Ces derniers temps, les marques spécialisées dans le « produire vite » et « vendre cheap » tentent de rejoindre la classe premium, entre prix coûteux et collabs’ luxe. Zoom.
Samedi 30 novembre, dans les boutiques et sur le site Internet de Zara, la capsule co-créée avec la super-modèle Kate Moss pour la saison des fêtes a été inaugurée. Quelques mois plus tôt, dans le 7e arrondissement de Paris, un flagship nommé « Bac 117 » attire l’attention. Ce n’est autre que l’enseigne Zara Home, qui a posé ses valises dans un écrin luxueux au 117 rue du Bac, et qui flirte avec la clientèle du Bon Marché, situé en face, et celle du Lutetia à deux pas, au cœur de Saint-Germain. Le géant du groupe Inditex ne cesse depuis 2022 d’arborer les codes et stratégies tarifaires des mastodontes du luxe en brouillant les différents segments du marché. Enquête sur un créneau inattendu : la fast-luxury.
LA PREMIUMISATION
La montée en gamme des référents de la fast-fashion est opérée main dans la main avec les acteurs du luxe, qui eux aussi se laissent séduire par ce terrain de jeu. Le styliste Stefano Pilati, ex-directeur artistique de chez Saint Laurent de 2004 à 2012, a (ré)endossé son rôle de DA pour la création d’une collection avec Zara en octobre dernier. Tout est rodé comme si cette capsule était destinée à une maison de couture : campagne incarnée par Gisèle Bündchen et capturée sous l’œil de Steven Meisel, agrémentée d’un lookbook et d’un édito. Une collaboration loin des 29,99 euros qui ont fait le succès de la marque, avec des prix atteignant les 359 euros pour une de leurs nouveautés.
Face au phénomène du monstre chinois Shein (7200 références par jour), les marques du groupe Inditex en profitent pour se normaliser aux yeux de l’industrie et se réinventer une posture de premiumisation, alimentée par une augmentation de leurs prix. Ceux de Zara indiquent une évolution de 20 % depuis 2022, une stratégie que le géant du prêt-à-porter estime gagnante au vu d’un résultat record de +10 % net au premier trimestre 2024 par rapport à 2023. L’anoblissement de la fast-fashion marque son premier point dans l’ouverture d’autres lignes au champ lexical luxe : « H&M Studio », « Zara Studio Collection », « COS Atelier », « Bershka Série »…

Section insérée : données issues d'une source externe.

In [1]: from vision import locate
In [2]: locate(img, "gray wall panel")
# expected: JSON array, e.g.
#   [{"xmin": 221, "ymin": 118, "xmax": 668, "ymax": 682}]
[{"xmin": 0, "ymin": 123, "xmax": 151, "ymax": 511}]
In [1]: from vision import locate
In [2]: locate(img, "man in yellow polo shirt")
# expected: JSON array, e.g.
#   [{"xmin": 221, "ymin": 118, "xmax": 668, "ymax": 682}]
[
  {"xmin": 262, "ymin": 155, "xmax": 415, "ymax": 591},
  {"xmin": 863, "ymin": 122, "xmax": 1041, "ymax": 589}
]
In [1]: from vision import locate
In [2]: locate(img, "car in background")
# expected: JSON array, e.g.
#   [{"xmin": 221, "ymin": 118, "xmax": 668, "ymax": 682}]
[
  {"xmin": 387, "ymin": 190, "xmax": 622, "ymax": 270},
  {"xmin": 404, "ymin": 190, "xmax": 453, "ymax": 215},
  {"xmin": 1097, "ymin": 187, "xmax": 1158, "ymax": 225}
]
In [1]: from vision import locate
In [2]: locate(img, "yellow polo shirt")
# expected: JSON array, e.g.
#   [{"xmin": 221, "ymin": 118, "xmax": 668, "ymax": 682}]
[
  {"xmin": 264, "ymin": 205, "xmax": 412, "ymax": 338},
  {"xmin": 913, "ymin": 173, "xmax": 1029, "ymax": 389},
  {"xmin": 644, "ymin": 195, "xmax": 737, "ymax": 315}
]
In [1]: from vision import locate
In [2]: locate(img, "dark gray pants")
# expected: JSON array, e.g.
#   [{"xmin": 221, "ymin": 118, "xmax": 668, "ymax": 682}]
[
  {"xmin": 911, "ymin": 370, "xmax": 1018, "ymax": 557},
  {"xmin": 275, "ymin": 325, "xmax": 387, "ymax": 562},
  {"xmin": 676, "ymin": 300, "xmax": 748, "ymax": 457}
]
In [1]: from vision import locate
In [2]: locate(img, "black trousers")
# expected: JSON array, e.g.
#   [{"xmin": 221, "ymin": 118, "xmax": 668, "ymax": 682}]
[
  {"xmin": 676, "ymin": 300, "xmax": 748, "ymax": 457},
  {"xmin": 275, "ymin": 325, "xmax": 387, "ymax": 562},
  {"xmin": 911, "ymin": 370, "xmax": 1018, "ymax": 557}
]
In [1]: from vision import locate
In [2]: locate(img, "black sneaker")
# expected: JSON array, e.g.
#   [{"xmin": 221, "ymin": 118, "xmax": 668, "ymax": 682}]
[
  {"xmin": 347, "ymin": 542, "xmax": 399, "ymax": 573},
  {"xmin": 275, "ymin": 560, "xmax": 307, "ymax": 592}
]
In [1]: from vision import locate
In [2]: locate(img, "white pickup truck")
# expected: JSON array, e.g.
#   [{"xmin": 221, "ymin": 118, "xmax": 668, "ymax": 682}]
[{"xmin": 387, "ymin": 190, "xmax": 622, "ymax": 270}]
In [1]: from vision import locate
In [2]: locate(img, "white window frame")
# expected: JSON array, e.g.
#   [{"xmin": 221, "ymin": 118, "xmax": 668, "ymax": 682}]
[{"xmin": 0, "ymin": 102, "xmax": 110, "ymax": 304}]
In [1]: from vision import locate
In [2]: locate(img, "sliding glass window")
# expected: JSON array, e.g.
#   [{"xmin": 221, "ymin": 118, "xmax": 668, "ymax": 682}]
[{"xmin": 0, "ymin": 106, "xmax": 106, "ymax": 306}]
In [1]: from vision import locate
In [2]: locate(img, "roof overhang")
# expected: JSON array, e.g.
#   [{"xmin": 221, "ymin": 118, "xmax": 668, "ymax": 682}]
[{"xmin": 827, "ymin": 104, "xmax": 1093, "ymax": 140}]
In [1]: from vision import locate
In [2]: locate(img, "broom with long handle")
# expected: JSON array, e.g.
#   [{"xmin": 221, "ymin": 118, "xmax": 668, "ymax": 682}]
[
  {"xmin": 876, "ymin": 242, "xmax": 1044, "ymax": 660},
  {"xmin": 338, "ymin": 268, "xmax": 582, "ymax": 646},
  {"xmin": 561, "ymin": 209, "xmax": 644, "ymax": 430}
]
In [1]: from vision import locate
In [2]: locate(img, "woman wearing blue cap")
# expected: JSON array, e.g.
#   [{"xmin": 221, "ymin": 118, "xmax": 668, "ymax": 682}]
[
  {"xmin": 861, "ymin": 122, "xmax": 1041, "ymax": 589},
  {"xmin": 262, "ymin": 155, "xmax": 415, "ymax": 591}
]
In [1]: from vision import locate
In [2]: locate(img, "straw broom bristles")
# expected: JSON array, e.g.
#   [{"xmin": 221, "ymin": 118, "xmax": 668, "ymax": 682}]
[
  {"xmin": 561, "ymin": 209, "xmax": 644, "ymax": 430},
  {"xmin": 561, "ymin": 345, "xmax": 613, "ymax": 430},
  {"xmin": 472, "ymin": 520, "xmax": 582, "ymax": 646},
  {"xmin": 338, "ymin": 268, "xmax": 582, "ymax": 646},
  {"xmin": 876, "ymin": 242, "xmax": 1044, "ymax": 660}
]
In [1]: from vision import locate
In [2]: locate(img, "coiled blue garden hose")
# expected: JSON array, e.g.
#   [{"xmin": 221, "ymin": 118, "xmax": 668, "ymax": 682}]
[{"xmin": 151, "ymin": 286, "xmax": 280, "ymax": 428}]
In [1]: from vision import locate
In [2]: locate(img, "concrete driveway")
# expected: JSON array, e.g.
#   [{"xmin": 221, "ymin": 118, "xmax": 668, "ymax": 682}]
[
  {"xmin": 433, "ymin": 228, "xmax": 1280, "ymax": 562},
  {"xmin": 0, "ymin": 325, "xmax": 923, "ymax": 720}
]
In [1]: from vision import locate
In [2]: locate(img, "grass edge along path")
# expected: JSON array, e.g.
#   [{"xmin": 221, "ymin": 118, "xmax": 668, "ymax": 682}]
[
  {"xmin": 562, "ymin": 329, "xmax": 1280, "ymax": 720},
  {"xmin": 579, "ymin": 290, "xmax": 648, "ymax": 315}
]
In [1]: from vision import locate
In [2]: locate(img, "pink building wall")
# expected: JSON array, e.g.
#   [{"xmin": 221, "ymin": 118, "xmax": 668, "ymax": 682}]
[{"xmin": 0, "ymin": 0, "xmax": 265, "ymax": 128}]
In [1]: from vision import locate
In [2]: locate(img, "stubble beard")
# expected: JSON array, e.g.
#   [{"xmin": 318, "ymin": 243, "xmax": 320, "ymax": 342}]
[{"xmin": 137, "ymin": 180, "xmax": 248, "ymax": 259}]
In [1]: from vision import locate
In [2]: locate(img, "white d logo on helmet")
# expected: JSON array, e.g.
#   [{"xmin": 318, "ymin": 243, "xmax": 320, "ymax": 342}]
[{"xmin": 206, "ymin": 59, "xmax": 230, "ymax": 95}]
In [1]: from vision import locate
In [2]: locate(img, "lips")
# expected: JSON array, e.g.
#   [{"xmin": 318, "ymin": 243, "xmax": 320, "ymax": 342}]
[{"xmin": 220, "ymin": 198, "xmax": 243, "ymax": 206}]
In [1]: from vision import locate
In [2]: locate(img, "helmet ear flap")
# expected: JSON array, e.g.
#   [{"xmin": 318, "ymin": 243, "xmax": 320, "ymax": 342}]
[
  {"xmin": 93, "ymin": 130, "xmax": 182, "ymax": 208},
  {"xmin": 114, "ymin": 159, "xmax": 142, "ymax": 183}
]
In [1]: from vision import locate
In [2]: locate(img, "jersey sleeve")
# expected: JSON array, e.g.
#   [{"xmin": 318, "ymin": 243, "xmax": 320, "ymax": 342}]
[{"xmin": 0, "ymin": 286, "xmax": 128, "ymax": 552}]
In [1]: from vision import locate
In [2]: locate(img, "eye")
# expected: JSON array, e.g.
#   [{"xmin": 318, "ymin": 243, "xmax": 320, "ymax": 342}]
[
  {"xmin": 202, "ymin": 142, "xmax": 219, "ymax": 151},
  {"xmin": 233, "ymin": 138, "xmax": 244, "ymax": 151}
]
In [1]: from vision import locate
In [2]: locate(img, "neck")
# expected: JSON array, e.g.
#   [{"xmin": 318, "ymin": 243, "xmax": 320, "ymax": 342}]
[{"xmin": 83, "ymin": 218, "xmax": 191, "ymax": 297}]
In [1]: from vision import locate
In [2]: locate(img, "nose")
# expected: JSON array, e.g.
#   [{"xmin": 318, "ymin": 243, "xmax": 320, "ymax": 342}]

Malgré une volonté de redorer leur image, ces enseignes ne se risqueraient pas à la perte de leur clientèle aux plus petits revenus. En septembre, H&M a développé son offre Pré-Loved – déjà présente à Londres, New York et Barcelone depuis 2023 – une solution digitale et physique (à Paris) de seconde main où l’on peut retrouver 20 ans de collaboration entre la marque et des créateurs de la haute couture. Idem chez Zara qui, pour internaliser et éviter de perdre ses clients de plus en plus séduits par les alternatives (aka Vinted), a ouvert en ligne l’onglet Pré-Owned, où, tout comme sur les plateformes de seconde main, l’achat de pièces Zara sont disponibles. Une façon de concilier une double stratégie de marché et d’améliorer leur réputation par le biais de solutions exposées comme durables, tout en continuant de produire en masse une culture du dupe (copier à sept différences près et minimes un modèle de la haute couture).
cercle du luxe
Les enseignes de fast-fashion ont appris la partition par cœur et font un copier-coller des codes du luxe à la perfection. Chez H&M, Loli Bahia (ci-contre) incarne la campagne automne-hiver 2024, entre un défilé Chanel et une campagne Courrèges, Lila Moss égérie de Burberry se mue aussi en icône H&M entre Loli et la plus grande influente du moment, la brat-girl Charlie XCX. Dans un appartement du 2e arrondissement, la collab Zara X Kate Moss, est célébrée en intime avec Mario Sorrenti et Roméo Beckham. Chez Mango, c’est au tour du photographe Tim Elkaim de shooter la campagne de l’automne 2024, le mannequin Mica Argañaraz – la veille aux côtés de Bella Hadid au défilé Saint Laurent – prend la pose sur une chaise de bureau fringuée en néo-intello telle l’esthétique de la marque Miu Miu (numéro 1 du classement des plus désirables selon Lyst). À l’instar d’Uniqlo qui engage des DA pour créer de nouvelles collections, comme celle avec Clare Waight Keller, anciennement chez Givenchy, et H&M qui vient d’embaucher Glenn Martens, la tête de chez Diesel pour 2025, la présence de créateurs phares dans ce milieu n’est pas encore fluctuante. Vous voilà prévenus : ne jouez pas les étonnés si vous vous retrouvez à faire la queue pour une soirée H&M soi-disant exclusive.